Whilst we first focus on effectiveness evidence for the specific innovation being assessed, where this limited, we will explore evidence for (2) the category of innovations (“innovations like this”), and then (3) wider categories of relevant innovation (e.g. “innovations with a similar aim”). Categories are sometimes not obvious, particularly where the innovation is complex.(18–20, 22, 32) In the case of wider categories we may ultimately be looking at any intervention with a purpose similar to the index innovation or all interventions for the condition or issue under consideration (See Box 1). These subsequent questions are designed to ensure that useful evidence can be provided where the evidence for the innovation itself is absent, limited or not directly relevant. They are also required when innovations are tests, where the evidence for available treatments should be considered as a whole in the absence of test-and-treat evaluations.(25) These additional questions are designed to be addressed only where the evidence for the first question(s) is considered insufficient. Implementation of the sequential question set is then flexible and sensitive to the nature of the identified evidence.

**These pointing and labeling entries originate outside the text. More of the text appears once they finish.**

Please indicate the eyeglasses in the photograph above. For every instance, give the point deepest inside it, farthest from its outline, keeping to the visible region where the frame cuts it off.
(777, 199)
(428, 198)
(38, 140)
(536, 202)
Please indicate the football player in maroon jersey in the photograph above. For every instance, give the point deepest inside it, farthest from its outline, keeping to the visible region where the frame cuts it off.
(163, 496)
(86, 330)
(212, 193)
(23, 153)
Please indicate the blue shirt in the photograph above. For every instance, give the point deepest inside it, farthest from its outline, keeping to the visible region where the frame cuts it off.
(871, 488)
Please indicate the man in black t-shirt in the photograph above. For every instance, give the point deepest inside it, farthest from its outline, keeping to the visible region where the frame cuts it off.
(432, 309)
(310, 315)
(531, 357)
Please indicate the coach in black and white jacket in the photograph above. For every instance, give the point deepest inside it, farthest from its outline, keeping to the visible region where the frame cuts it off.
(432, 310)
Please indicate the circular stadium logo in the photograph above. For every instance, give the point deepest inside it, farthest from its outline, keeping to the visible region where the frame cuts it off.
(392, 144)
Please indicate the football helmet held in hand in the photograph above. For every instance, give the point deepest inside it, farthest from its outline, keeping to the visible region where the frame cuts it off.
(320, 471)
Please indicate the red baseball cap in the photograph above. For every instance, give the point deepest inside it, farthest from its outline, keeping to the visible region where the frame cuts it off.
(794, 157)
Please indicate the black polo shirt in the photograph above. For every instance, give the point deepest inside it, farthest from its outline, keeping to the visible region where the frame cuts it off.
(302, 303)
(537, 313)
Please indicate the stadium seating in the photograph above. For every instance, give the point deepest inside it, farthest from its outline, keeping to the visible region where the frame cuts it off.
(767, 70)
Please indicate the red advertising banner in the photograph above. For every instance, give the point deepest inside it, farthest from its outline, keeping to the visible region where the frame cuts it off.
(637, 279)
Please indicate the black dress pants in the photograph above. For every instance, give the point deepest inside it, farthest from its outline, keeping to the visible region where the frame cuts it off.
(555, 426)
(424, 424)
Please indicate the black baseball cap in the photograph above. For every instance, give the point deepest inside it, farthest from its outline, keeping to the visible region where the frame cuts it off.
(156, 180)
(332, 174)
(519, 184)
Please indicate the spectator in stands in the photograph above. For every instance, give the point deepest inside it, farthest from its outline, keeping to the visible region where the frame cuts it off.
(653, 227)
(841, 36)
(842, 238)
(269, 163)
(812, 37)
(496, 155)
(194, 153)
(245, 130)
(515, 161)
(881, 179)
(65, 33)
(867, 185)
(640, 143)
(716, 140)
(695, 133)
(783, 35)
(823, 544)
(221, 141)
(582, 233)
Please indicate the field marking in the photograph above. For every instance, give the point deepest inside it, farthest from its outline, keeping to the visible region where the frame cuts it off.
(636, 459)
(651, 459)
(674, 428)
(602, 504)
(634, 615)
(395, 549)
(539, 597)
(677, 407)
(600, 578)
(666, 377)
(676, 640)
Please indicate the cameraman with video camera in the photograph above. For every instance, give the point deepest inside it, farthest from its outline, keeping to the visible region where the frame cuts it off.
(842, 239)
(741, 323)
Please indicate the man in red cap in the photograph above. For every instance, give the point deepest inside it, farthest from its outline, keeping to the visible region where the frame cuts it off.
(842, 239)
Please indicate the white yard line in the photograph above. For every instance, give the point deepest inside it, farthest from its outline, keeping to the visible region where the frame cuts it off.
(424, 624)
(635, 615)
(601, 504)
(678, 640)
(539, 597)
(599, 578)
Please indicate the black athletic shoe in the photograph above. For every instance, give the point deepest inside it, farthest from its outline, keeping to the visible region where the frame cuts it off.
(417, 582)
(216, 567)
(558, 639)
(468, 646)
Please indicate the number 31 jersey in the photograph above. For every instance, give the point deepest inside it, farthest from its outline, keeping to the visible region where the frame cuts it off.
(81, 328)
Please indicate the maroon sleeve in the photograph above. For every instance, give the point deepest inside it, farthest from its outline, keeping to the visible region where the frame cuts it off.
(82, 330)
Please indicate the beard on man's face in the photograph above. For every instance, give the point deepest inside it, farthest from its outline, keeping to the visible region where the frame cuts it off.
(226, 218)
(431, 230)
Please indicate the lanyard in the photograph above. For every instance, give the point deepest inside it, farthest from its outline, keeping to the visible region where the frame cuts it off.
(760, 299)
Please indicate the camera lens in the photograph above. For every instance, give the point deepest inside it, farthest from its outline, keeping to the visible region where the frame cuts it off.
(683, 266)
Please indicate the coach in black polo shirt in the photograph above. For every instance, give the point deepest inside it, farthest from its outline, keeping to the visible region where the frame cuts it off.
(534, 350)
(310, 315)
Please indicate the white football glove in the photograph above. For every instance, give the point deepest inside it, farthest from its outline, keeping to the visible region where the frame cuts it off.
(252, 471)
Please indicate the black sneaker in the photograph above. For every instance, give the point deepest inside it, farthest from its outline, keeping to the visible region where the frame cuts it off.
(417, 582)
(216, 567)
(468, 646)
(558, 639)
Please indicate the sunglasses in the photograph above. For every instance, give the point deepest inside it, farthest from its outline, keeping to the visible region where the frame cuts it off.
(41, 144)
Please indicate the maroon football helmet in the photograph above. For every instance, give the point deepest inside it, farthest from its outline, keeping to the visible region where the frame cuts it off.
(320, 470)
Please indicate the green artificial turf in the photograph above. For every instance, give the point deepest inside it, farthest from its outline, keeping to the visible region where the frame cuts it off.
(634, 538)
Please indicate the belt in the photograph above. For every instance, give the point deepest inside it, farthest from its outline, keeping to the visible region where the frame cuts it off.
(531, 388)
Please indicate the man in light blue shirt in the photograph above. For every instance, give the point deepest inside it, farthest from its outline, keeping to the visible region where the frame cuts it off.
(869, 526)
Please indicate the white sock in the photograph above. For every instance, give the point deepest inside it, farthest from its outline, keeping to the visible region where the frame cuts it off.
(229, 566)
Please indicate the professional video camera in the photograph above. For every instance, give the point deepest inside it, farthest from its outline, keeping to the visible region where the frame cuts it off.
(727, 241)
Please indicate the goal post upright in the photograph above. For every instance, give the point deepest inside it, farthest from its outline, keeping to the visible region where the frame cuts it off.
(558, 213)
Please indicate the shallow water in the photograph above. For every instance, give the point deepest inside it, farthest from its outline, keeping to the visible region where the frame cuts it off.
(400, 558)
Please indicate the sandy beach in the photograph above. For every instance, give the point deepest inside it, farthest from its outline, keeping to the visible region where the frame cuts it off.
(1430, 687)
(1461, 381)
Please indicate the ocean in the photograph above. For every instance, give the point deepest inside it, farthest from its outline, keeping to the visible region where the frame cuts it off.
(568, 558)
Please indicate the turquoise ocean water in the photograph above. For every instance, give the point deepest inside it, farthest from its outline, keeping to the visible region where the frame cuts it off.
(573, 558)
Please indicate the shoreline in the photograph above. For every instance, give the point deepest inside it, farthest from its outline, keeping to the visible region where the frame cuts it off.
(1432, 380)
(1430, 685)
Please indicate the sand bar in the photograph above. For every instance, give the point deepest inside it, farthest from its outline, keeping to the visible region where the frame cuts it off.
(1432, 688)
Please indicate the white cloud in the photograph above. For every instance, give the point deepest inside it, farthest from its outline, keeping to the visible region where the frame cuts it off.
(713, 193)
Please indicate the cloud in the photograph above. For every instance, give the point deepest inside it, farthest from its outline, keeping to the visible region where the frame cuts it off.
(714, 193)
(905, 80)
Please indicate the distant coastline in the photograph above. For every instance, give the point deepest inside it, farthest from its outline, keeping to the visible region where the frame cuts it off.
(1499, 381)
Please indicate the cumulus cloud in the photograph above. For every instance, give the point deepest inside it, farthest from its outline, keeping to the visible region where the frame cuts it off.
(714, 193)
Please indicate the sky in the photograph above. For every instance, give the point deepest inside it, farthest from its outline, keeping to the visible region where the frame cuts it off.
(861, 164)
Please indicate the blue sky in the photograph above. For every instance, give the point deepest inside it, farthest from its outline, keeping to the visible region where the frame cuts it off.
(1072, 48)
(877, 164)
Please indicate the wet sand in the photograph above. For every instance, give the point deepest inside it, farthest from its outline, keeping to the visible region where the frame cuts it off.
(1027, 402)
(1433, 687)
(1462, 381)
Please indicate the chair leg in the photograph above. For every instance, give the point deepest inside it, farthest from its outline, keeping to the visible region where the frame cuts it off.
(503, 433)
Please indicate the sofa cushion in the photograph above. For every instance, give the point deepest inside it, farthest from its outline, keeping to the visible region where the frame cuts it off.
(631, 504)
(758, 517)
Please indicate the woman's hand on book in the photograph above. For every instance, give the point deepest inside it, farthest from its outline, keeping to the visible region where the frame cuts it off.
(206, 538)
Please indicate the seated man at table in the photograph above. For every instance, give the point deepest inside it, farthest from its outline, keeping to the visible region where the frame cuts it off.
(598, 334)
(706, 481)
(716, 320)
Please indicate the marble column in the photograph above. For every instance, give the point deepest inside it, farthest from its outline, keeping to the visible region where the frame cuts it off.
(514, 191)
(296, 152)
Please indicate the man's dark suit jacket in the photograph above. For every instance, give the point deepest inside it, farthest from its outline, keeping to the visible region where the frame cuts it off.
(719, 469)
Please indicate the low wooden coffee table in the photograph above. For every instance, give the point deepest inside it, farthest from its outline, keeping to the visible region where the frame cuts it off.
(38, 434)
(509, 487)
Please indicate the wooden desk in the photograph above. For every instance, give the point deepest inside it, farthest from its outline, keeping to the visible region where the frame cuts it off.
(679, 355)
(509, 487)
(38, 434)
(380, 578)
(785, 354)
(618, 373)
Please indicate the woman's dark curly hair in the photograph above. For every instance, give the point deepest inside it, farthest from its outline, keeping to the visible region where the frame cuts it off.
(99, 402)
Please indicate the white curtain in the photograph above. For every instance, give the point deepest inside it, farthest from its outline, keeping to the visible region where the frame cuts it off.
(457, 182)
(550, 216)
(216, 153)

Box 3. Example: Key questions
- Focus on specific innovation: What is the evidence for the impact of Phagenyx for key outcomes in people with neurogenic dysphagia compared to other interventions or to usual care?
- Focus on innovation category: If there is limited evidence for Phagenyx, what is the evidence for the impact of similar interventions (pharyngeal electrical stimulation) for key outcomes in people with neurogenic dysphagia compared to other interventions or to usual care?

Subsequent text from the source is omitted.